小島 私が大学生の時は日本テレビのDORAさんが話題になっていましたし、TBSに入社してからは先輩の渡辺真理さんや雨宮塔子さんが大変な人気でした。

当時はメールなんてなかったので、レターボックスにファンレターがたくさん入っていたり、誕生日に山のようなプレゼントが届いたりと本当にスゴかったですよ。そういう光景を見ていたので、実は私もアイドルアナに憧れていたんです。

―ちょっと意外です。

小島 新人時代、報道の仕事に興味を持つ一方で、当時の私は「20代が女のピーク」だとも思っていて。その時期をアイドルのようにもてはやされながら過ごせたら、きっと楽しいに違いないって夢想していたんです(笑)。
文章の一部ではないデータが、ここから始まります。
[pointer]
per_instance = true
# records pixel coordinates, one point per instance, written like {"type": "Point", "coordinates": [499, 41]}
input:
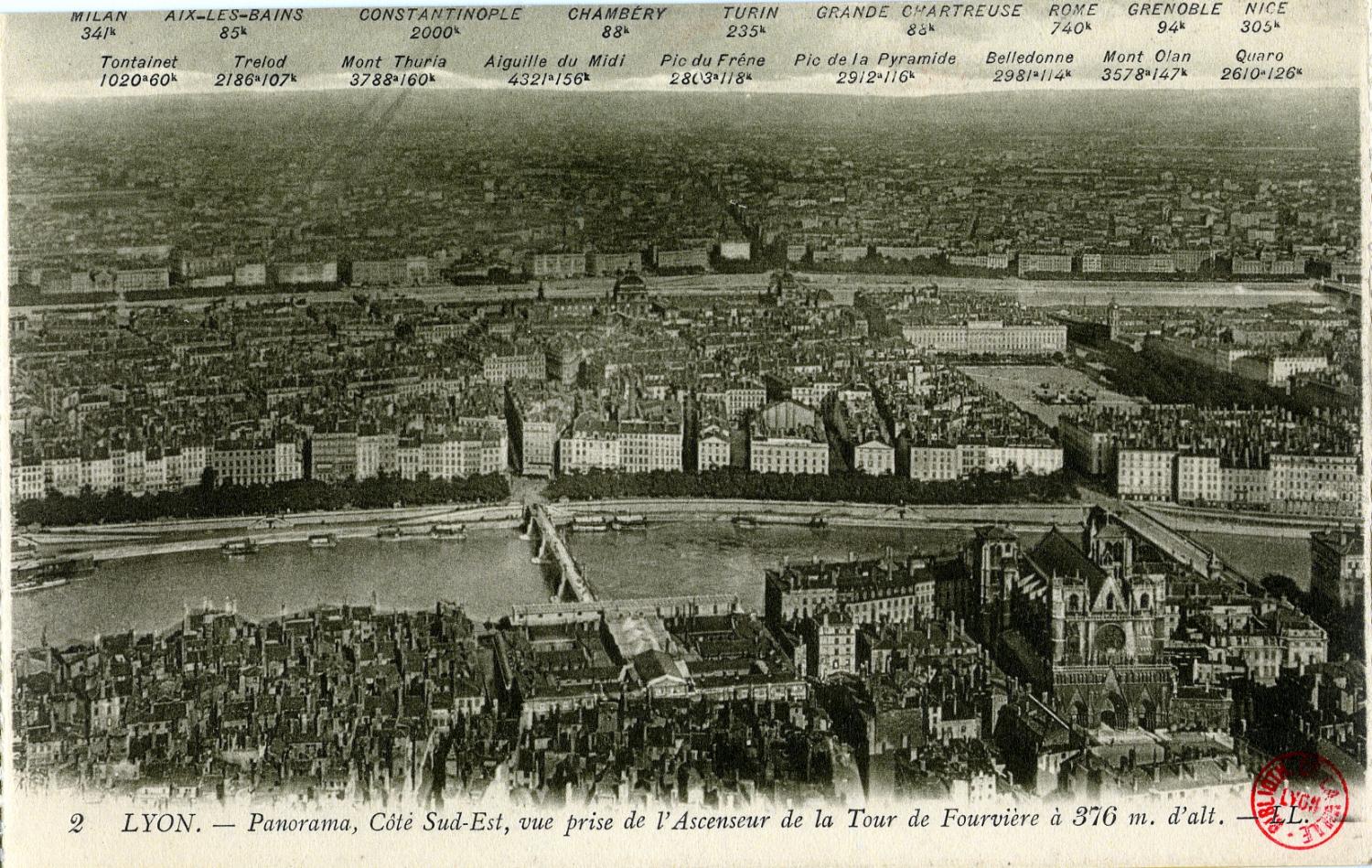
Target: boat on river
{"type": "Point", "coordinates": [239, 547]}
{"type": "Point", "coordinates": [48, 573]}
{"type": "Point", "coordinates": [592, 524]}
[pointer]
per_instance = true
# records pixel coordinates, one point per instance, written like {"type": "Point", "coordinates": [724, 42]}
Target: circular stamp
{"type": "Point", "coordinates": [1300, 799]}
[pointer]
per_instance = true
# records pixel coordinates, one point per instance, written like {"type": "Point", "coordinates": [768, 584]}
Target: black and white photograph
{"type": "Point", "coordinates": [918, 433]}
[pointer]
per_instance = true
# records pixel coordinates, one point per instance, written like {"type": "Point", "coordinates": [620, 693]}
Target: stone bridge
{"type": "Point", "coordinates": [541, 525]}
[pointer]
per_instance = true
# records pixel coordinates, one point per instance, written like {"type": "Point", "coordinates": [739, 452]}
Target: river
{"type": "Point", "coordinates": [490, 572]}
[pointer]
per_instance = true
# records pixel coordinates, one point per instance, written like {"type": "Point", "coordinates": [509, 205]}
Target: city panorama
{"type": "Point", "coordinates": [691, 451]}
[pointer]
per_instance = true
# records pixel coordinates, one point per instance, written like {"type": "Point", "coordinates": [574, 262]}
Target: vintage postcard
{"type": "Point", "coordinates": [762, 434]}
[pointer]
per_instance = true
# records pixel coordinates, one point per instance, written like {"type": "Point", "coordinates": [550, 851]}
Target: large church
{"type": "Point", "coordinates": [1081, 618]}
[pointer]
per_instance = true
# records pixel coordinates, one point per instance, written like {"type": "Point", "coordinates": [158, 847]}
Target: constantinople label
{"type": "Point", "coordinates": [771, 434]}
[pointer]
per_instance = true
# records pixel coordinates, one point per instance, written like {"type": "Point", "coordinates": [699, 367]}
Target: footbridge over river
{"type": "Point", "coordinates": [542, 525]}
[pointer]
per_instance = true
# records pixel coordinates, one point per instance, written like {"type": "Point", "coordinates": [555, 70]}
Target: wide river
{"type": "Point", "coordinates": [488, 572]}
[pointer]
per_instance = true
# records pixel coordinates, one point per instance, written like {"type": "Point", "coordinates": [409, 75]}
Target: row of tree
{"type": "Point", "coordinates": [850, 487]}
{"type": "Point", "coordinates": [208, 499]}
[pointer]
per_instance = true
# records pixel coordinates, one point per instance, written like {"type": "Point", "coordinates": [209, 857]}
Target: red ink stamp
{"type": "Point", "coordinates": [1300, 799]}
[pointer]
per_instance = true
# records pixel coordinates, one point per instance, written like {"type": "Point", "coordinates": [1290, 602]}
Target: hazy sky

でも、だんだんと「私はそっち路線じゃないんだな」と気づき始め、さらにそれを認めざるを得ない状況もあって…。

―何があったんですか?

小島 私、とある絶大な人気アナウンサーの家から20mくらいの距離に住んでいたことがあったんです。その方は週刊誌にしょっちゅうハリコミをされていたのですが、実は当時、私は彼氏と同棲していたんですよ。でも、一向に報じられない。変装なんかせず、堂々とデートしていたにもかかわらずですよ(笑)。

ミスコン受賞歴も「手アカがついている」

―確かにそれは寂しいかも(笑)。当時を振り返ってみて、現在の女子アナと違うところはありますか?
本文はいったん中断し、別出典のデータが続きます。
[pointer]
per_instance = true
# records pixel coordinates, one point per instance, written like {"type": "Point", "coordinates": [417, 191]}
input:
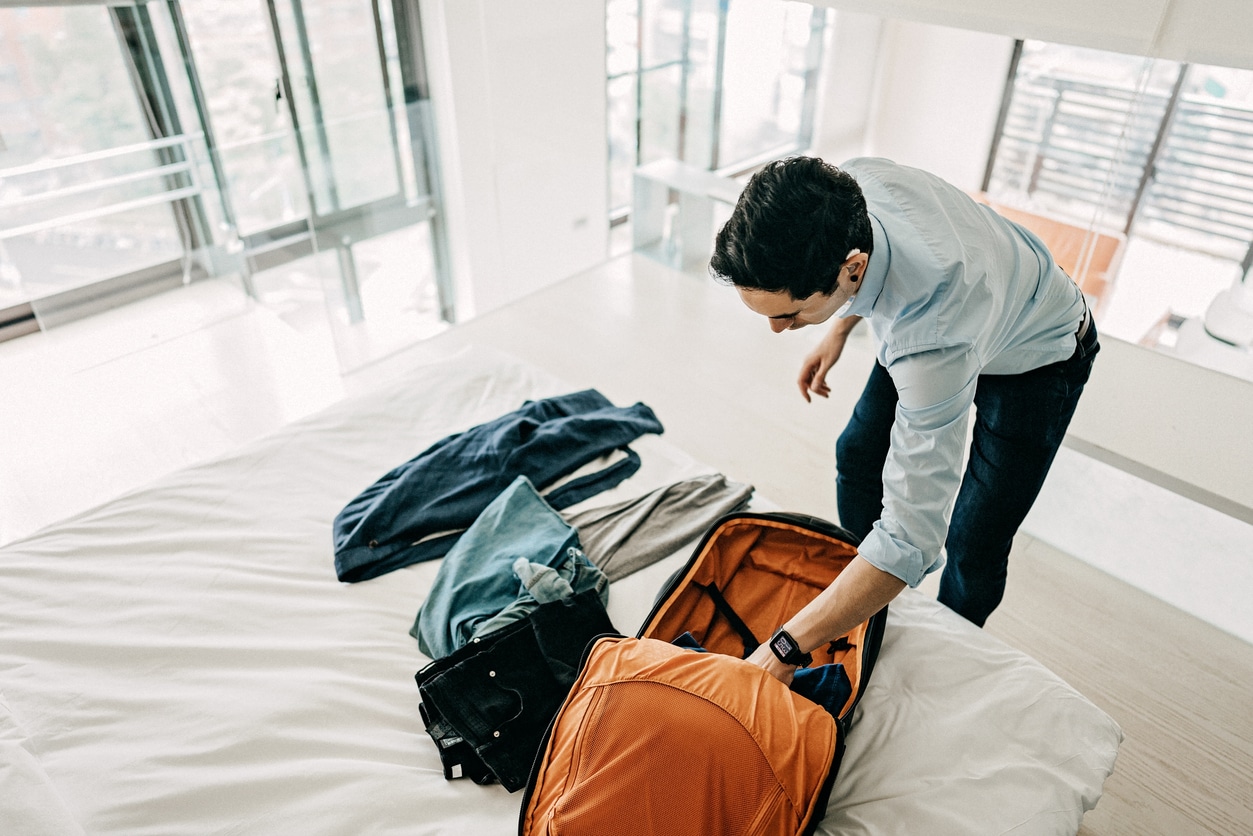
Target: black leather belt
{"type": "Point", "coordinates": [1084, 323]}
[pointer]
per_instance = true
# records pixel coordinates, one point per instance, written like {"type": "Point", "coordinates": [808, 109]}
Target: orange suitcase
{"type": "Point", "coordinates": [657, 738]}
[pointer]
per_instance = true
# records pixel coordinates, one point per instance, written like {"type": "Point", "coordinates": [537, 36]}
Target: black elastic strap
{"type": "Point", "coordinates": [733, 618]}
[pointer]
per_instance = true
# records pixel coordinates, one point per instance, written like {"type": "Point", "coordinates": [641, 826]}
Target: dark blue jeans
{"type": "Point", "coordinates": [1020, 421]}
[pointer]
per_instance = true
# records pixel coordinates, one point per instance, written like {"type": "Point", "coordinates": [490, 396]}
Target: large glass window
{"type": "Point", "coordinates": [718, 85]}
{"type": "Point", "coordinates": [275, 144]}
{"type": "Point", "coordinates": [83, 193]}
{"type": "Point", "coordinates": [1155, 158]}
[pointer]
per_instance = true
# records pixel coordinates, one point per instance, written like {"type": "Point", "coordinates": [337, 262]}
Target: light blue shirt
{"type": "Point", "coordinates": [952, 291]}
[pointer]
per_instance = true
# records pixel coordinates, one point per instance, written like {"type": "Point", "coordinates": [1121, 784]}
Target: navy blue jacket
{"type": "Point", "coordinates": [442, 489]}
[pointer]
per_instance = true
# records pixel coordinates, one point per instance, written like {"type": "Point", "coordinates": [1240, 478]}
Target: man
{"type": "Point", "coordinates": [967, 308]}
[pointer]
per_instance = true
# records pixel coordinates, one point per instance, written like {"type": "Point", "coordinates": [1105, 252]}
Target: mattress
{"type": "Point", "coordinates": [183, 659]}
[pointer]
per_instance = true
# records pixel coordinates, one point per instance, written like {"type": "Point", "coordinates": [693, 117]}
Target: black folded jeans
{"type": "Point", "coordinates": [488, 705]}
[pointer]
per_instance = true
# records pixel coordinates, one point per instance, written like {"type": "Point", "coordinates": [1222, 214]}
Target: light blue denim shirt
{"type": "Point", "coordinates": [952, 291]}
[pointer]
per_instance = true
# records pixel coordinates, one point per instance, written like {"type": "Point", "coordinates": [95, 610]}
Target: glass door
{"type": "Point", "coordinates": [282, 146]}
{"type": "Point", "coordinates": [102, 184]}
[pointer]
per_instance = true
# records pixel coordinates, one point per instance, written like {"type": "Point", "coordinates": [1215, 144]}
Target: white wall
{"type": "Point", "coordinates": [518, 88]}
{"type": "Point", "coordinates": [915, 93]}
{"type": "Point", "coordinates": [847, 87]}
{"type": "Point", "coordinates": [939, 95]}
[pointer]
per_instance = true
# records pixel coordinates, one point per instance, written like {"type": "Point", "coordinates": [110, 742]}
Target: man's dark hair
{"type": "Point", "coordinates": [792, 228]}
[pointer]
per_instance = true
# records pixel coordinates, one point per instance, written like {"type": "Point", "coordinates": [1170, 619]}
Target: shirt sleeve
{"type": "Point", "coordinates": [924, 461]}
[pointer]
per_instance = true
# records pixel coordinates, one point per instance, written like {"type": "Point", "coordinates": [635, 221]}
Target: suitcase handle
{"type": "Point", "coordinates": [733, 618]}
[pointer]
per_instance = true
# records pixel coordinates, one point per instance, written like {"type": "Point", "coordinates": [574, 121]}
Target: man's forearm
{"type": "Point", "coordinates": [861, 590]}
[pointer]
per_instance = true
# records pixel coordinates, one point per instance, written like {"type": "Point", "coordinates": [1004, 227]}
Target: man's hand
{"type": "Point", "coordinates": [764, 658]}
{"type": "Point", "coordinates": [818, 362]}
小島 今は元タレントが多く入社するなど即戦力が求められるようになっていると思うんです。その点、私の時代はというと、まだ色のついていない、それこそ清廉性のある純朴な女のコが採用されていました。もしミスコン受賞歴なんてあろうものなら「手アカがついている」と敬遠されることもあったくらい。
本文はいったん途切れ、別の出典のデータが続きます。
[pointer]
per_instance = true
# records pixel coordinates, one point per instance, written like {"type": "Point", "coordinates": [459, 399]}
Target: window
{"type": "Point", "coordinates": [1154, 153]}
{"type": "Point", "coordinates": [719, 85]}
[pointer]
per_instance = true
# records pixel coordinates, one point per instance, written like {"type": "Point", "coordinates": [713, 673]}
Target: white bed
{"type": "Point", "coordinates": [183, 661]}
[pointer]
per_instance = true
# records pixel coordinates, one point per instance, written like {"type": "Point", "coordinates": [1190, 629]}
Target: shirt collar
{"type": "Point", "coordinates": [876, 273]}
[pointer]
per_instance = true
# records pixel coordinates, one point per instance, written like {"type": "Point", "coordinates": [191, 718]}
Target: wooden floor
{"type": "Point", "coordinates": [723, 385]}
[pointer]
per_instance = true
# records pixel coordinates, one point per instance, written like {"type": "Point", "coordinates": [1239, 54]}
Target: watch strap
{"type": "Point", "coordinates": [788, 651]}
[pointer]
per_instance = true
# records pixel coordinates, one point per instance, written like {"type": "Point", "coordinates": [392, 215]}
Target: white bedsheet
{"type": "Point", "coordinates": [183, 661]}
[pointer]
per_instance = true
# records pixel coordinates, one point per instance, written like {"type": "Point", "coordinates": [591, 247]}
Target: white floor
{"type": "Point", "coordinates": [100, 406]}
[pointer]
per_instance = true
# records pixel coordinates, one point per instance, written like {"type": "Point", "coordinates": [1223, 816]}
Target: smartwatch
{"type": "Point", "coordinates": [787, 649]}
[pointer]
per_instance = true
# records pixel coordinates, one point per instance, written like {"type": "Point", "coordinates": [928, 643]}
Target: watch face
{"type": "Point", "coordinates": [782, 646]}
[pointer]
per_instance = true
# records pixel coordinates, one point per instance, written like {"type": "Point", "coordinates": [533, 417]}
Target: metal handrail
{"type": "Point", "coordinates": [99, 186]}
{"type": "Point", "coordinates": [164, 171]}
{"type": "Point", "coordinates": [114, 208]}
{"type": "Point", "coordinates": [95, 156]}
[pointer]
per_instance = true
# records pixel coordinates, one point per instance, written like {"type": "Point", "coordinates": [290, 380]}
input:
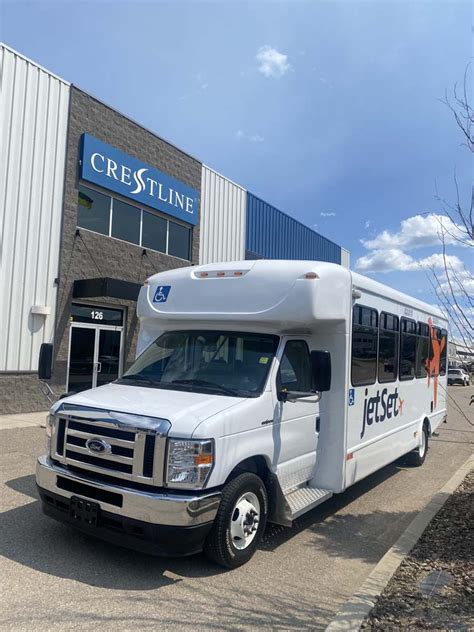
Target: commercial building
{"type": "Point", "coordinates": [92, 203]}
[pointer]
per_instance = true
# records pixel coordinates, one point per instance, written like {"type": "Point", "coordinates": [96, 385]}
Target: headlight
{"type": "Point", "coordinates": [50, 419]}
{"type": "Point", "coordinates": [189, 462]}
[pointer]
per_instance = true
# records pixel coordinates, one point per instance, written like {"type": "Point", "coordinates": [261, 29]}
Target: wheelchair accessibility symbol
{"type": "Point", "coordinates": [351, 400]}
{"type": "Point", "coordinates": [161, 294]}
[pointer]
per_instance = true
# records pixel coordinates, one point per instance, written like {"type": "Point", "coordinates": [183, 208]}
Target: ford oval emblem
{"type": "Point", "coordinates": [98, 446]}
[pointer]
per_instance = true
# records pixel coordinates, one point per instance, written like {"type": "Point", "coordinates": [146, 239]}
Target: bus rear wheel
{"type": "Point", "coordinates": [418, 456]}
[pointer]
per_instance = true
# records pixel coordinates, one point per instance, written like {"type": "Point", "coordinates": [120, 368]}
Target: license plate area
{"type": "Point", "coordinates": [84, 511]}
私の時代って過渡期だったと思うんですよね。人気者になってほしいけど、それは本来アナウンサーの仕事ではないという建前もあり、その狭間ですごく苦労した世代でした。

―矛盾したことを求められていたんですね。

小島 あるスタッフからは「人気アナになれ、キャラをつくれ」と言われ、それを実践すると「アイツは調子に乗っている」と非難される。どうすればいいんだよ~って、みんな泣いていましたよ。

―今後、女子アナには何が求められると思いますか?

小島 今の女子アナは清廉な優等生ではなく、したたかな野心家だとみんな知っている。女子アナ幻想が崩れて、もう清廉性とキャラクターの「ギャップ」は売りにならないんです。今後はいっそガチの尻軽女子アナか、ブレずに永遠の処女を演じきる“女子アナコスプレの名手”の登場を期待します。

小島慶子(Kojima Keiko)1972年7月27日生まれ、オーストラリア出身。学習院大学法学部卒業。入社5年目の1999年に「第36回ギャラクシーDJパーソナリティ賞」を受賞。2010年に退社。現在、週プレでニュースコラムを連載中!